The investigation eventually takes the detectives to Manhattan in pursuit of Xania, but Clouseau again bumbles everything by turning a quest for Viagra into an act of arson and getting arrested at the airport for trying to carry a bag full of weaponry onto the plane. The bag, of course, isn’t his, but his inability to pronounce “hamburger” correctly is his fault. Sellers employed a similar gag with his Clouseau but never abused it like Martin does here. The joke runs on and on and on, ceasing to be funny the first time out of the dozens it’s uttered.
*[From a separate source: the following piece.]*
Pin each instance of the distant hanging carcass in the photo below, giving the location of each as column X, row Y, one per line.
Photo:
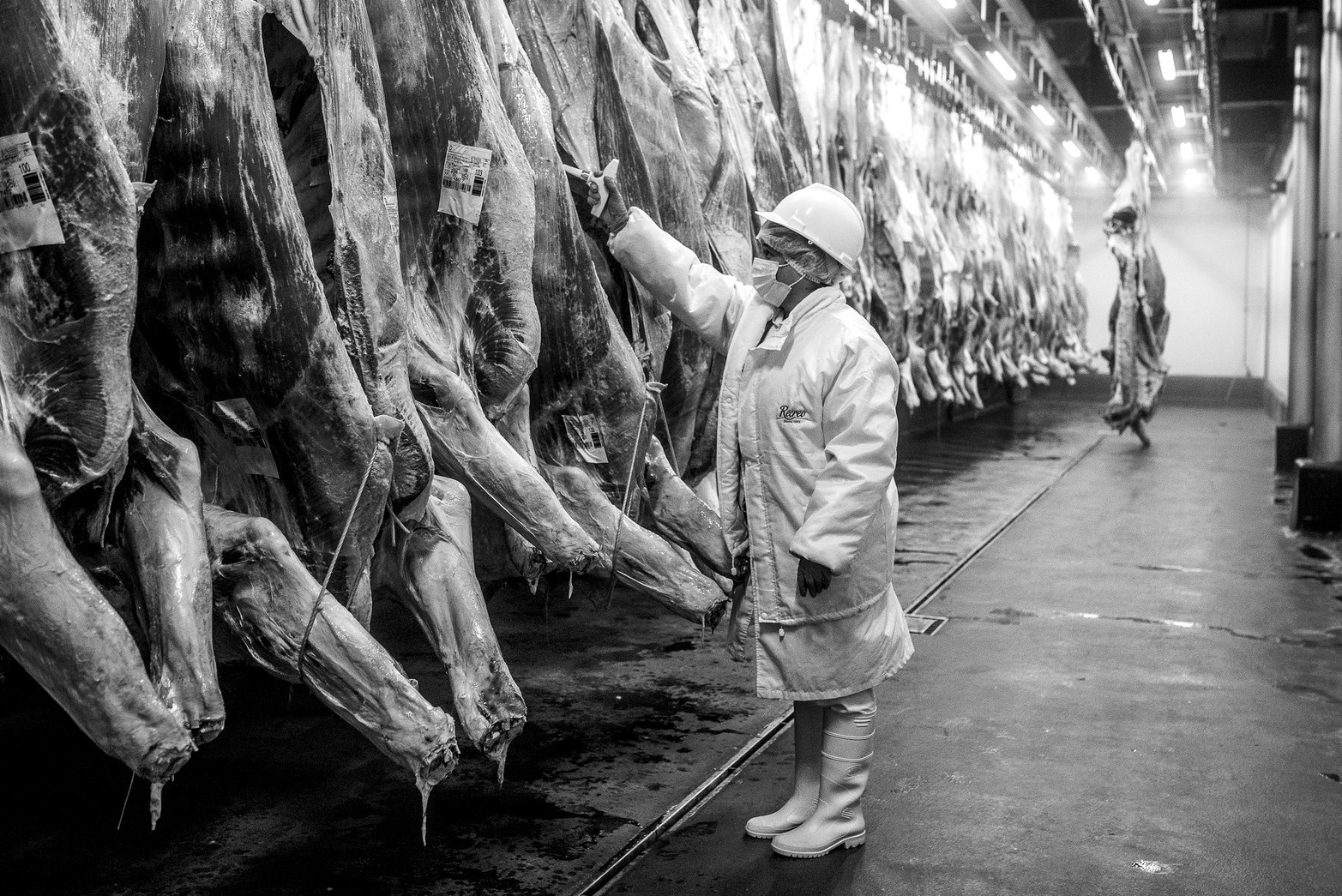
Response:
column 1137, row 321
The international fiasco costs Clouseau his job, not surprisingly—all going according to Dreyfus’ plan, bwahahaha—but doesn’t deter Clouseau from the case. By sheer luck, he manages to deduce who the true culprit is and, at a state function where Xania is conveniently performing, he reveals all with his now-loyal friend Ponton at his side. There are no surprises, no plot twists, nothing: Clouseau appears, says who did it, and saves the day. Yawn.
The real travesty here is not the abysmal attempt to re-create the Pink Panther movies’ charm; it’s in the reduction of Clouseau to a parody of Sellers’ performance, with Martin stripping any degree of unrecognized intellect from Clouseau and transforming him into a semiretarded man-child. No human being could be this stupid without requiring the full-time care of a trained professional. Ponton doesn’t qualify, despite the fact that Reno is the best thing about The Pink Panther.
Sellers played Clouseau as a bumbler, but there was always a dignity behind his clueless exterior, an innocence that supported his habitual clumsiness. And in the end, a misunderstood genius always got his due. Martin deserves his due, too, but applause shouldn’t be included.